Impacts of the Global Financial Crisis on Cities in Europe
An Introduction to Urban Austerity
von Sebastian Schipper und Barbara Schönig
In the period since the Wall Street crash, the refurbished rationale for austerity measures is that the imposition of strict fiscal discipline and government spending cuts is the (only) way to restore budgetary integrity – thereby securing the confidence of the investor class, appeasing the jittery markets and paving the way to growth. The critical test case that is Europe, of course, shows no signs of working. (Peck, 2012: 626)
1. Introduction
Since 2010, the global financial and economic crisis – which began, in 2008, as a result of the mortgage crisis of 2007 – has transformed into a sovereign debt crisis (Altvater, 2011; Blyth, 2013; Whitfield, 2014).
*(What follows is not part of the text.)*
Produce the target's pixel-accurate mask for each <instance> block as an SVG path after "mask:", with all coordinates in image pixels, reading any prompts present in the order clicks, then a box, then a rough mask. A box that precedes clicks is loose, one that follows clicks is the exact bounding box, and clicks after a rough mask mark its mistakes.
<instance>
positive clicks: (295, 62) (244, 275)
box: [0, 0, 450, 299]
Throughout each of these interconnected phases, cities have been at the center of the turmoil (Gotham, 2009; Hadjimichalis, 2011; Harvey, 2011; Martin, 2011; Blazek & Netrdova, 2012; Donald et al., 2014; Tabb, 2014; Eckardt & Sanchez, 2015). The economic crisis and the “fiscal dictatorship” (Lehndorff, 2012: 8ff) imposed by German and European elites in the years that followed (Bieling, 2011; Hadjimichalis, 2011; Demirovic & Sablowski, 2012) have dramatically affected urban regions: indebted homeowners have been evicted, masses impoverished, public budgets squeezed, municipal infrastructures privatized, public services downsized, and, above all, austerity measures implemented.
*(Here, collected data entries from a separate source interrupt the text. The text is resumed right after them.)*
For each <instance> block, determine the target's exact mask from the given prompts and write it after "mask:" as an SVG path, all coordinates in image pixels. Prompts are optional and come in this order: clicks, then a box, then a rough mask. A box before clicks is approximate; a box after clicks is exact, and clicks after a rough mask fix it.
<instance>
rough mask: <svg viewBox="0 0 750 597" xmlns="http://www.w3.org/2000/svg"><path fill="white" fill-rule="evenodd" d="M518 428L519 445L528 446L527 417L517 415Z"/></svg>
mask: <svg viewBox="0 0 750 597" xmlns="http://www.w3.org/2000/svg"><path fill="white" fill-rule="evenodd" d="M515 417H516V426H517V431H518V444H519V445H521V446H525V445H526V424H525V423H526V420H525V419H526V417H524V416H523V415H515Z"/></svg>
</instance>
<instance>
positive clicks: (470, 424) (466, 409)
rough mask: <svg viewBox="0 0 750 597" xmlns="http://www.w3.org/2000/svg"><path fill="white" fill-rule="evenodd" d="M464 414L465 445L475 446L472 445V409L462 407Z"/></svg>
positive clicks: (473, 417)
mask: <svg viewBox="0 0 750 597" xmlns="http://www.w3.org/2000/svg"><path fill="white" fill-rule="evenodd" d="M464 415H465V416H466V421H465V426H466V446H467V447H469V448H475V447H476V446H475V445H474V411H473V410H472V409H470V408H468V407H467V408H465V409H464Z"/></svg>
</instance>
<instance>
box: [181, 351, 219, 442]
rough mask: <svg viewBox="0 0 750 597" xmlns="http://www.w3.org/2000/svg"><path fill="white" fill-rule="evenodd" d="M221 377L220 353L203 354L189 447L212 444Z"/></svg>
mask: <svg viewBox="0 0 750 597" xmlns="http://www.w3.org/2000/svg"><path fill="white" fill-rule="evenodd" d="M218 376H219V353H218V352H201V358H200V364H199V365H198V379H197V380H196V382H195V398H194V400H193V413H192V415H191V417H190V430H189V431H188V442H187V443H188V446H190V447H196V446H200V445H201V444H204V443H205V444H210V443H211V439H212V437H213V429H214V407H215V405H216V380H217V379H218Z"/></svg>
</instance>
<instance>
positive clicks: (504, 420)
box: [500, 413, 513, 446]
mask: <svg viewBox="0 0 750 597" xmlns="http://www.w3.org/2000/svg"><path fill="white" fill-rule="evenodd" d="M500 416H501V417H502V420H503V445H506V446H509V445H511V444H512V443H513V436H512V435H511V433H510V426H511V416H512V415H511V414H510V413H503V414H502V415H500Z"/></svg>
In December 2014, more than 80 urban scholars, politicians and social movement activists from ten different countries came together at the Institute for European Urban Studies (IfEU) at Bauhaus-Universität Weimar to share their research on the impacts of the global financial crisis on European cities as well as the experiences these cities have made with urban austerity policies. As a result, the conference has placed an issue that affects most people living in urban regions across Europe into the center of attention: the idea that fiscal austerity is an unavoidable political necessity in spite of its harsh consequences. The seemingly unavoidable hegemonic paradigm driving European politics is the idea that public budgets must be balanced and that this can only be achieved by way of frugal policies and an even leaner state than that which already exists: whether school buildings or bridges are nearly in ruins, public housing, waste management and/or health care are being privatized and reorganized according to profitability, participation in planning processes is being sacrificed on the altar of inter-urban competition, or the masses proclaim their resistance.